[whatwg] whatwg Digest, Vol 82, Issue 10

Glenn Maynard glenn at zewt.org
Tue Jan 4 20:51:13 PST 2011

On Tue, Jan 4, 2011 at 10:53 PM, Boris Zbarsky <bzbarsky at mit.edu> wrote:
> Note that you keep comparing websites to desktop software, but desktop
> software typically doesn't change out from under the user (possibly in ways
> the original software developer didn't intend).  The desktop apps that do
> update themselves have a lot of checks on the process precisely to avoid
> issues like MITM injection of trojaned updates and whatnot.  So in practice,
> they have a setup where you make a trust decision once, and then the code
> that you already trusted verifies signatures on every change to itself.
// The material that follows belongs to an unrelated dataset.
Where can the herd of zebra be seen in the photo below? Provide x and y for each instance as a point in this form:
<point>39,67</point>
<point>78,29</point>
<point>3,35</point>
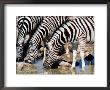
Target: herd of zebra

HTTPS already prevents MITM attacks and most others; the major attack
vector they don't prevent is a compromised server.

I thnik the main difference is that the private keys needed to sign
with HTTPS are normally located on the server delivering the scripts,
whereas signed updates can keep their private keys offline.  That's
not a model web apps can mimic: all ways to execute scripts, in both
Javascript files and inline in HTML, would need to be signed, which is
impossible with templated HTML.

> Perhaps we need infrastructure like that for websites; I'm not quite sure
> how to make it work, though, since the code that the user trusted once is
> not known to still be ok, unlike the desktop app case.

You don't really know that an installer you download from a server is
valid, either.  Most of the time--for most users and most
software--you have to take it on faith that the file on the server
hasn't been compromised.  But, yes, you only have to do that once with
auto-updating systems, not on every update.